Prime Minister Shinzo Abe said Thursday that Cabinet approval is enough to change the government's interpretation of war-renouncing Article 9 and allow Japan to help defend allied nations.
Previous administrations have followed the interpretation by the Cabinet Legislation Bureau that Japan cannot exercise the right of collective self-defense. Abe said the decision will be made by the Cabinet, not by the head of the bureau.
"Ultimately, the Cabinet will approve the reinterpretation," Abe said during a session of the powerful Lower House Budget Committee. "And I am the one who is ultimately responsible for the Cabinet."
He said that the administration will consider the issue along with the ruling camp before the matter comes before the Cabinet for approval, and the administration would also submit bills to the Diet necessary to amend the Self-Defense Forces Law.
Abe apparently wants to go ahead with the reinterpretation before Tokyo and Washington compile new Japan-U.S. defense cooperation guidelines at the end of this year, as collective self-defense would play a crucial part in upping Japan's role in the alliance.

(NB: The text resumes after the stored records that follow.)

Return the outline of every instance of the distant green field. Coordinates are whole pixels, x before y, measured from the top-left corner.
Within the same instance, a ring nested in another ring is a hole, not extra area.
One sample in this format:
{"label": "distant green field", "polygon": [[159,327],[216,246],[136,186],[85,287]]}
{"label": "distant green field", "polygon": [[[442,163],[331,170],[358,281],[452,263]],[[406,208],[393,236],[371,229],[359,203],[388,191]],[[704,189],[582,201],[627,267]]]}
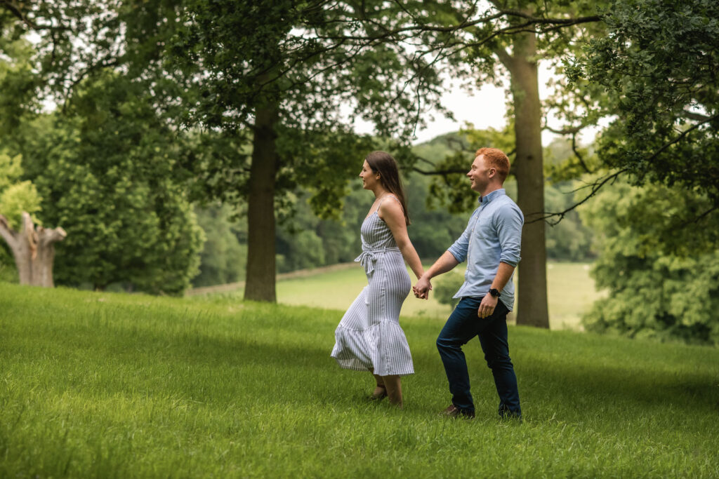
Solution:
{"label": "distant green field", "polygon": [[329,357],[337,312],[0,283],[0,478],[719,477],[718,348],[512,326],[523,422],[476,340],[452,420],[436,320],[400,411]]}
{"label": "distant green field", "polygon": [[[602,294],[594,289],[594,280],[589,276],[589,264],[580,263],[547,264],[551,329],[579,330],[582,314],[595,299],[602,297]],[[414,279],[411,274],[410,277]],[[441,279],[440,276],[434,282]],[[359,264],[349,265],[346,269],[278,281],[278,301],[283,304],[343,311],[366,285],[367,277],[362,267]],[[518,284],[517,287],[518,289],[521,287]],[[242,297],[242,294],[240,289],[229,294]],[[440,304],[431,294],[429,300],[424,301],[417,299],[411,294],[402,307],[402,315],[406,317],[446,320],[451,312],[449,305]]]}

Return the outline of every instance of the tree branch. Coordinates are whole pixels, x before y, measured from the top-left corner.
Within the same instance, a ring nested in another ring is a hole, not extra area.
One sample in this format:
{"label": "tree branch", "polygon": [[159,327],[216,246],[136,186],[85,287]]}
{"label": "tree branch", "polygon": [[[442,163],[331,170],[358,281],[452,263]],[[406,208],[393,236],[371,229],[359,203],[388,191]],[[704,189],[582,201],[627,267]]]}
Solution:
{"label": "tree branch", "polygon": [[600,180],[597,180],[597,181],[595,181],[594,183],[592,183],[591,185],[587,185],[585,187],[582,187],[582,188],[580,188],[580,189],[587,188],[587,187],[591,187],[592,188],[592,191],[590,192],[589,195],[587,195],[586,197],[585,197],[585,198],[583,200],[582,200],[582,201],[580,201],[579,203],[572,205],[572,206],[570,206],[569,208],[567,208],[564,211],[560,211],[559,213],[546,213],[546,211],[543,211],[541,213],[531,213],[529,215],[542,215],[542,216],[540,217],[540,218],[537,218],[536,219],[533,219],[531,221],[527,221],[526,224],[534,223],[535,221],[545,221],[545,220],[548,220],[549,218],[554,218],[555,216],[559,216],[559,218],[557,221],[554,221],[553,223],[552,222],[549,222],[549,221],[547,221],[547,223],[549,223],[549,225],[551,225],[551,226],[554,226],[555,225],[559,224],[559,223],[560,221],[562,221],[562,219],[564,219],[564,218],[567,215],[567,213],[568,213],[569,212],[572,211],[572,210],[576,209],[577,207],[580,206],[580,205],[583,205],[590,198],[591,198],[592,196],[595,195],[597,194],[597,192],[599,192],[600,189],[603,186],[604,186],[605,185],[606,185],[607,182],[608,182],[610,180],[615,180],[618,177],[619,177],[620,175],[621,175],[622,173],[625,173],[625,172],[626,172],[628,170],[629,170],[628,168],[622,168],[621,169],[620,169],[620,170],[618,170],[617,172],[615,172],[612,175],[610,175],[609,176],[605,177],[603,180],[601,180],[601,181],[600,181]]}

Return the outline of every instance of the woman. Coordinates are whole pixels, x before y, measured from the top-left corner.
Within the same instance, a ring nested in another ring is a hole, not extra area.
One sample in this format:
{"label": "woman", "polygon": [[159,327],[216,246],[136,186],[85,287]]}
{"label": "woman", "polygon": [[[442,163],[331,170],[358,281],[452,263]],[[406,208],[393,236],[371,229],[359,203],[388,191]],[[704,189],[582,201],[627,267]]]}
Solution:
{"label": "woman", "polygon": [[424,271],[407,235],[407,203],[394,158],[372,152],[360,177],[362,187],[375,194],[360,230],[362,254],[354,260],[365,268],[368,284],[339,322],[331,356],[345,369],[369,371],[377,383],[372,398],[388,396],[401,408],[400,378],[414,373],[399,323],[400,309],[411,287],[404,261],[418,279]]}

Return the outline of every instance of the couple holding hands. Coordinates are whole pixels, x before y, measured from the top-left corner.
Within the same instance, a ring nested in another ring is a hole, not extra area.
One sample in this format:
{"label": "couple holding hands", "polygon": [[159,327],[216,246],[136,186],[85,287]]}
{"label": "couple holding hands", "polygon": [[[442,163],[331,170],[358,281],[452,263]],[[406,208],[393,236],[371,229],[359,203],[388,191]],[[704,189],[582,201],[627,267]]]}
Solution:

He made the remarks a week after the opposition camp and some media branded him as ignoring the concept of constitutionalism by claiming that a prime minister, if his party wins a public mandate at the ballot box, can change the interpretation of the Constitution even though it has been established through years of Diet debate.
On Thursday he rebuffed the criticism, saying he never claimed he alone can make the final decision on whether to assume the right of collective self-defense.